La ex diputada federal Áurea Carolina cuenta cómo y por qué no se presentó a la reelección en Brasil.

Foto divulgação.

– ¿Por qué parar, ya no crees más? 

La pregunta me quemaba en los ojos. Necesitaba decir que sí creo, pero no podía. Sigo creyendo, pero no para mí. Es decir, se puede seguir creyendo, mientras no sea yo. ¿Cómo puedo contradecir años de palabras encarnadas? Siempre estaba llamando a todos a ocupar la política. Pero, mira, no era para todas las personas, de cualquier manera, a cualquier precio. Puedo garantizarlo: fomenté el liderazgo popular sin vender ilusiones. Hablé abiertamente de riesgos y desafíos, mucho antes de pensar que pondría fin a mi breve ciclo en la política institucional. Fue una entrega de corazón abierto y por completo.

– Nadie hace lo que tú hiciste. 

Sí, tal vez. Nadie es casi nadie. Recuerdo haber leído a Manuela D’Ávila en su libro “Revolución Laura”. Yo estaba en el puerperio, era el comienzo de la pandemia. Oí a Manu como si estuviera frente a ella: “No me presentaría a la alcaldía aunque fuera la primera en todas las encuestas y muchos partidos quisieran apoyarme”. Manu decidió hacer lo correcto para sí misma, para su vida. Su hija Laura tenía cinco meses. Lloré con dolor. En aquel momento, estaba a punto de decidir si me presentaba o no como candidata a la alcaldía de Belo Horizonte. Yo encabezaba las intenciones de voto entre las posibles candidaturas de izquierda. Ejercía un destacado mandato federal, fruto de una expresiva victoria en las elecciones del 2018.
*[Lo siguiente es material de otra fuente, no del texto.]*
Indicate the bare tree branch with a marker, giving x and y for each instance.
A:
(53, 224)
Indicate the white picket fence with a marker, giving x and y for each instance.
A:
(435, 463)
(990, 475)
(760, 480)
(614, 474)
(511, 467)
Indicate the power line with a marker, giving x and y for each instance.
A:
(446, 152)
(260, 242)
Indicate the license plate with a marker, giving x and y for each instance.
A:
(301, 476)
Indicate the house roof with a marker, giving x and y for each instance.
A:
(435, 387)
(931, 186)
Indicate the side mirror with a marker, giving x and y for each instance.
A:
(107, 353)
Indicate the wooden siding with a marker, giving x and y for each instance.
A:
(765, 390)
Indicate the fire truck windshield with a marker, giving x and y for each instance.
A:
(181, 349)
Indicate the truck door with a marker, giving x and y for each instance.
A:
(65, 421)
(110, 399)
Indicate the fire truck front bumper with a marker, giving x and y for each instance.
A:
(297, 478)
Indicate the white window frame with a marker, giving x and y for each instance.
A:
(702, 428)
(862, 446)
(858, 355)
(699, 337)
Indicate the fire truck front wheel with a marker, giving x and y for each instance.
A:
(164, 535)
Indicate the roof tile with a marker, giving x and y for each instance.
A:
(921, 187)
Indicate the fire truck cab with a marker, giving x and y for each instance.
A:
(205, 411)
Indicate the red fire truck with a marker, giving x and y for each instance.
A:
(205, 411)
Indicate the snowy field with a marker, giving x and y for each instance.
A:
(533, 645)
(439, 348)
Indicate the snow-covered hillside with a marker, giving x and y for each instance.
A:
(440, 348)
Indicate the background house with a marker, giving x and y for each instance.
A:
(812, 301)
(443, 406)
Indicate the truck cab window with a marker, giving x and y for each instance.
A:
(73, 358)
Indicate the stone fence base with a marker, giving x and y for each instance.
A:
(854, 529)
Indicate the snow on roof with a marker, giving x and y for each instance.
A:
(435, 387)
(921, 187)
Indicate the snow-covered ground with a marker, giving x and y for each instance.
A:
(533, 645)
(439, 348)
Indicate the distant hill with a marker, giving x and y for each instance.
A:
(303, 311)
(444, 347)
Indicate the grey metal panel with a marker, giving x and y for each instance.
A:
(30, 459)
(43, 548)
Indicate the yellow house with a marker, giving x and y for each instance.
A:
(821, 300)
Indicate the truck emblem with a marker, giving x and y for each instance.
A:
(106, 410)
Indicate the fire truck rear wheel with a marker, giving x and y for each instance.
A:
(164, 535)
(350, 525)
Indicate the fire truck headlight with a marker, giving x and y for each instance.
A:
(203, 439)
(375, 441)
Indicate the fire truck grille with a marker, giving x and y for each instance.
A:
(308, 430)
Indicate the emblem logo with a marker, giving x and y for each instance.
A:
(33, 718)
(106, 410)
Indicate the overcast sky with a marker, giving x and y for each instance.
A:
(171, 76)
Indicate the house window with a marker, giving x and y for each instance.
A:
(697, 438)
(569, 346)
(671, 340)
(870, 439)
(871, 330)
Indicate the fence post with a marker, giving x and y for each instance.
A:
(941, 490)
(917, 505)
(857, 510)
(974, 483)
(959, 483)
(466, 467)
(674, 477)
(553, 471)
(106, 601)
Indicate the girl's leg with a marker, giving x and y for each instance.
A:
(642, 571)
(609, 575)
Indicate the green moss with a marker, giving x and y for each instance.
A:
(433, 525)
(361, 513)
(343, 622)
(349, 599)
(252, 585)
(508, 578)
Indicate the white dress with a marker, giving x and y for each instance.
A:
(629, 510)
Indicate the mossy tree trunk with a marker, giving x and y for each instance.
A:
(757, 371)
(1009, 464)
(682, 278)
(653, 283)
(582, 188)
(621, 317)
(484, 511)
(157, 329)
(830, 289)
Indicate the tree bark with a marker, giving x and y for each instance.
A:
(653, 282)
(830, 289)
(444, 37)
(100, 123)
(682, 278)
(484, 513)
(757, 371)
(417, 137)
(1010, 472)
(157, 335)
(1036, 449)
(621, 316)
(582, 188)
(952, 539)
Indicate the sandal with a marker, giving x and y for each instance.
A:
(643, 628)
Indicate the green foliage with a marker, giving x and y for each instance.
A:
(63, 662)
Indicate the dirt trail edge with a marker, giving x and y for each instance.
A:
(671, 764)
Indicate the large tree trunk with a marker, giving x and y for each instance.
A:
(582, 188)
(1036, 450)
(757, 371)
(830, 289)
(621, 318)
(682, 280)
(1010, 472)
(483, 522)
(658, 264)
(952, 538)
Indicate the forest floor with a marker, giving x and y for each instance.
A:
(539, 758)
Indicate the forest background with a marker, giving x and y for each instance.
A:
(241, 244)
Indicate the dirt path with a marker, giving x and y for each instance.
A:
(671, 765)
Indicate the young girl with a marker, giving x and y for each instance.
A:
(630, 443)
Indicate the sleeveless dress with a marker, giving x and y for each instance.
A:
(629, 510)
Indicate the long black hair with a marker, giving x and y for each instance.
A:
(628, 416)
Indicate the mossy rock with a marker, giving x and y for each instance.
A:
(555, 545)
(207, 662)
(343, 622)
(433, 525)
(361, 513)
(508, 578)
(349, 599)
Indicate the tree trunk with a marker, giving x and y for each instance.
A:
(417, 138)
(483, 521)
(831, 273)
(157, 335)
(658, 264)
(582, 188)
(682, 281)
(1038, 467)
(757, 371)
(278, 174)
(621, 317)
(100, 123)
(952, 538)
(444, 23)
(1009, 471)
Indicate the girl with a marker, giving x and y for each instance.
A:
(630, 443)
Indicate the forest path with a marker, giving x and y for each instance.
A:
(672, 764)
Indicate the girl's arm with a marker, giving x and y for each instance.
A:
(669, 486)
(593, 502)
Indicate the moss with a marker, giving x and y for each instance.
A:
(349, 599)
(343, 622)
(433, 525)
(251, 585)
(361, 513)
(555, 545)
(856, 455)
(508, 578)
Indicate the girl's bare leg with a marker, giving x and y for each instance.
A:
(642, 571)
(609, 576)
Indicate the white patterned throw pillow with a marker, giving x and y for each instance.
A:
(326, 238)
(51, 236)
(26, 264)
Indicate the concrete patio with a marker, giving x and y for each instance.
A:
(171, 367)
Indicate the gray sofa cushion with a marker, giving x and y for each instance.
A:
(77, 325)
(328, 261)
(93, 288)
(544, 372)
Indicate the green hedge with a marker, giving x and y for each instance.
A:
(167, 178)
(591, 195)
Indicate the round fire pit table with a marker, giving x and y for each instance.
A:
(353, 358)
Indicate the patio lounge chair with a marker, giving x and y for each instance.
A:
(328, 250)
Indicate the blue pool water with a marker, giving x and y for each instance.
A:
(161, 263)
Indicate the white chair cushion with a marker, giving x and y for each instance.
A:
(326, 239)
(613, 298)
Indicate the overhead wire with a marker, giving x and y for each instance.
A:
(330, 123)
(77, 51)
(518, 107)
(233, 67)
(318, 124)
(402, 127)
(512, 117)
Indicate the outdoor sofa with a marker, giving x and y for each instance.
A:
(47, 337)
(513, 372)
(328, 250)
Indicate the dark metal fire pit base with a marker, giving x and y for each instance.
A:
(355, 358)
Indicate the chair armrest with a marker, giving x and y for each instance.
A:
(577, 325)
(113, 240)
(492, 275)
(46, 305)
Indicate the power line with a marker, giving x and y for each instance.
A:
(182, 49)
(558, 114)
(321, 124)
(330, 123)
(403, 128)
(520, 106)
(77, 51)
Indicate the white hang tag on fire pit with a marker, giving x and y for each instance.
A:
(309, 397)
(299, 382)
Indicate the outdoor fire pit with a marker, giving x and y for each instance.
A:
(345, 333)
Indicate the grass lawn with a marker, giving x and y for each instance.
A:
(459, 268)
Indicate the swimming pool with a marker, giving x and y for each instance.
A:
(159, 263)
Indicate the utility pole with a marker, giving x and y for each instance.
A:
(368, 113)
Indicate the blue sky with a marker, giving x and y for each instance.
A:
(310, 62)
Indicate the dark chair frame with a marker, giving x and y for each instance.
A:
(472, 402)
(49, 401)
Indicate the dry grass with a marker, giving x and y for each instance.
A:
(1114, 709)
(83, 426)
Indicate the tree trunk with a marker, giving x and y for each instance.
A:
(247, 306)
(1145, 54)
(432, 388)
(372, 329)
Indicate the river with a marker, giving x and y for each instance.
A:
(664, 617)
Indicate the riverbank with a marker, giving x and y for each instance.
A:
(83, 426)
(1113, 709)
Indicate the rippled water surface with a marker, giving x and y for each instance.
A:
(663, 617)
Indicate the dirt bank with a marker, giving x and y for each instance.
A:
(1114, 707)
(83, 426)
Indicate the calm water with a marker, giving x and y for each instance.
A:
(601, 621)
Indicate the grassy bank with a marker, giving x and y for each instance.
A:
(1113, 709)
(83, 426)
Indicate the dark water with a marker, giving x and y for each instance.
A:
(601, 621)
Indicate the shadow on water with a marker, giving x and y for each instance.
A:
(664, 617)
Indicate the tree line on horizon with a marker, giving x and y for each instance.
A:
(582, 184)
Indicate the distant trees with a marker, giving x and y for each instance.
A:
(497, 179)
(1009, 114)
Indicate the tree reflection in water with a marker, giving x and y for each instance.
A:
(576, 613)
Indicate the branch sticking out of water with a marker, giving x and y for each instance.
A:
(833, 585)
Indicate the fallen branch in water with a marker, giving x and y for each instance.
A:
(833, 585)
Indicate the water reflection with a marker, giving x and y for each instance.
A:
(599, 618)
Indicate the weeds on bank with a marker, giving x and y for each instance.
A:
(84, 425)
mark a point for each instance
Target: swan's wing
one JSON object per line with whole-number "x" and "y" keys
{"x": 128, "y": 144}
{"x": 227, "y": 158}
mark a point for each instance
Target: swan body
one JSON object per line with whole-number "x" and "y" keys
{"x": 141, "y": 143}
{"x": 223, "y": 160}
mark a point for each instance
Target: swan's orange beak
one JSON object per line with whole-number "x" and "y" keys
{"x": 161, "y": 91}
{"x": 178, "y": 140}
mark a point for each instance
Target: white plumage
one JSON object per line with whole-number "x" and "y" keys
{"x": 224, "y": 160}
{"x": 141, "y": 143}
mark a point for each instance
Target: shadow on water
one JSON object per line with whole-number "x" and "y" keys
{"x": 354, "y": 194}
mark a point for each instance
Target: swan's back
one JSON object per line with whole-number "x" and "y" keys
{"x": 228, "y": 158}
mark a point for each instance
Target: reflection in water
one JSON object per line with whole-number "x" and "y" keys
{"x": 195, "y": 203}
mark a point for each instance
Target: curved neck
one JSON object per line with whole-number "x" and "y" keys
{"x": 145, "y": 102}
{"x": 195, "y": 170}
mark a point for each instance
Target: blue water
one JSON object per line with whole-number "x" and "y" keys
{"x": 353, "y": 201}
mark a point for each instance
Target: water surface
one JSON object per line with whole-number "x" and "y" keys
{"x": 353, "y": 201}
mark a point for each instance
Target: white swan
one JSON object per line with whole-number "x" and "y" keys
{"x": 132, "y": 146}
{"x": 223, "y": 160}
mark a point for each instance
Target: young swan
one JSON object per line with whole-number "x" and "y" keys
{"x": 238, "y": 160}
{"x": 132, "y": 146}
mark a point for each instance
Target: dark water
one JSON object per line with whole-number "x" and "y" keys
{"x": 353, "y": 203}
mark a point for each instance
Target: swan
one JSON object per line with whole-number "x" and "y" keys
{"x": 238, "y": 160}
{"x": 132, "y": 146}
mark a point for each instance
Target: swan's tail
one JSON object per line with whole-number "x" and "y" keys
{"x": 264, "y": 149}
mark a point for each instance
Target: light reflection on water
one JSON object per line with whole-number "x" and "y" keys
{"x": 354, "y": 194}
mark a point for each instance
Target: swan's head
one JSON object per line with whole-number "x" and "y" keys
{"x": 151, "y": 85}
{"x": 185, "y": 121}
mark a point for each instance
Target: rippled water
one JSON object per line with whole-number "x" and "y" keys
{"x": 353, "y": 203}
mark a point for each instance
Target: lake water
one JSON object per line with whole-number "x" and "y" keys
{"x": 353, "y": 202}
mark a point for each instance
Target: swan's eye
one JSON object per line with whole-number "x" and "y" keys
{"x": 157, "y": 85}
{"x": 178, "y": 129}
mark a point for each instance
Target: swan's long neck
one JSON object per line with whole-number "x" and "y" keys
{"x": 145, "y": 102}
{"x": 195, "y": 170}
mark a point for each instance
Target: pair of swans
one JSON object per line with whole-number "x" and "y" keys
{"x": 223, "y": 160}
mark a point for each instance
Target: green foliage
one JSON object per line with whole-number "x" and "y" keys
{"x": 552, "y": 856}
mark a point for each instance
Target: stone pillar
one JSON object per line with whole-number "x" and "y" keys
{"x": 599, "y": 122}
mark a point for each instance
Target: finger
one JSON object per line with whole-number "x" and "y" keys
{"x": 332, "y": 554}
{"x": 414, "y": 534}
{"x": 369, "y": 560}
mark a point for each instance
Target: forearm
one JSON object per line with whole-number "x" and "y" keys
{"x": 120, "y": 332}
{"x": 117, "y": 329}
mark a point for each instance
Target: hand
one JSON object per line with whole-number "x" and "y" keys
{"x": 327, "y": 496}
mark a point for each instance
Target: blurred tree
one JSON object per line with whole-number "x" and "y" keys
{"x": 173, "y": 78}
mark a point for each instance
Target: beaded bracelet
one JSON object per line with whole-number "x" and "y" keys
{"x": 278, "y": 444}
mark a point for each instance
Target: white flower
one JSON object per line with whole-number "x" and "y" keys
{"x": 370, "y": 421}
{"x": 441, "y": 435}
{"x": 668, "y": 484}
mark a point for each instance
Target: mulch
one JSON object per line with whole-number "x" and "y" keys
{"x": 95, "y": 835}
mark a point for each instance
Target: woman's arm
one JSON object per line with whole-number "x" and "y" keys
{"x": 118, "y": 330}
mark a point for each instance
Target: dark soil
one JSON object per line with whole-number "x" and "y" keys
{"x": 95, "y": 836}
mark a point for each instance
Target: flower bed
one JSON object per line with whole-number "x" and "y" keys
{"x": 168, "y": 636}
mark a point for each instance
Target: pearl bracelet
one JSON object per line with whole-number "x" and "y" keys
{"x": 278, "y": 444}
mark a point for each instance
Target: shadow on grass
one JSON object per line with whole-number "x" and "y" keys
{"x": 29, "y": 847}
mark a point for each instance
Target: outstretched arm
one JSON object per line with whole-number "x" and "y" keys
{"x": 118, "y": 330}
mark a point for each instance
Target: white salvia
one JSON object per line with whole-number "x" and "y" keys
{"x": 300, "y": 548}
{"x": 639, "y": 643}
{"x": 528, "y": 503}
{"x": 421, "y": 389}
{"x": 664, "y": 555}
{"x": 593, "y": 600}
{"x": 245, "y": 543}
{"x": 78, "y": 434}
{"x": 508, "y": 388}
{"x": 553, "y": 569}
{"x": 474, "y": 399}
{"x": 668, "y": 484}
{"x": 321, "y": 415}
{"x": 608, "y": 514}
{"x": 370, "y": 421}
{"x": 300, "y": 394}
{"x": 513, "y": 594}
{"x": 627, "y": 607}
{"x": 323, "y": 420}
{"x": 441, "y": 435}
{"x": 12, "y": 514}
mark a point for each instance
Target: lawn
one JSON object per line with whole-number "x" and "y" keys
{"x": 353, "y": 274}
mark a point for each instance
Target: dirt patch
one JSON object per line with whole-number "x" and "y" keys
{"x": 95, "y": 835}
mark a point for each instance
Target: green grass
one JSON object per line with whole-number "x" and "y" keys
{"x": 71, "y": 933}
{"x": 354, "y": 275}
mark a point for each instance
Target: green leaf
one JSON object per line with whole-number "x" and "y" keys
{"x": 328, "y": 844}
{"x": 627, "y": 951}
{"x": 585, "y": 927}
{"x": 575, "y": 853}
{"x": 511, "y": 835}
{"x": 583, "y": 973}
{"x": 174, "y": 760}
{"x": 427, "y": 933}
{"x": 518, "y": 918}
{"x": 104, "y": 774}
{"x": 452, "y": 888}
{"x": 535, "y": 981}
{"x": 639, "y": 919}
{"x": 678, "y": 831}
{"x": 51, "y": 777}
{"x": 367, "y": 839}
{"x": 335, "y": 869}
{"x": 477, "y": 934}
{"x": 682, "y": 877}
Saqué una foto de la página y le escribí a Manu. Ella me acogió. Comprendía mi angustia. Vivió lo que nadie vivió. Hizo lo que nadie hizo. Por mucho que me abriera a mis amigas, no tenía con quien hablar de una experiencia que nadie había vivido. Una madre feminista de mi generación se negó a ser candidata cuando su prioridad era tener tiempo para dedicar a su bebé. Quisiera haber tomado esa decisión, pero no fue lo que yo hice.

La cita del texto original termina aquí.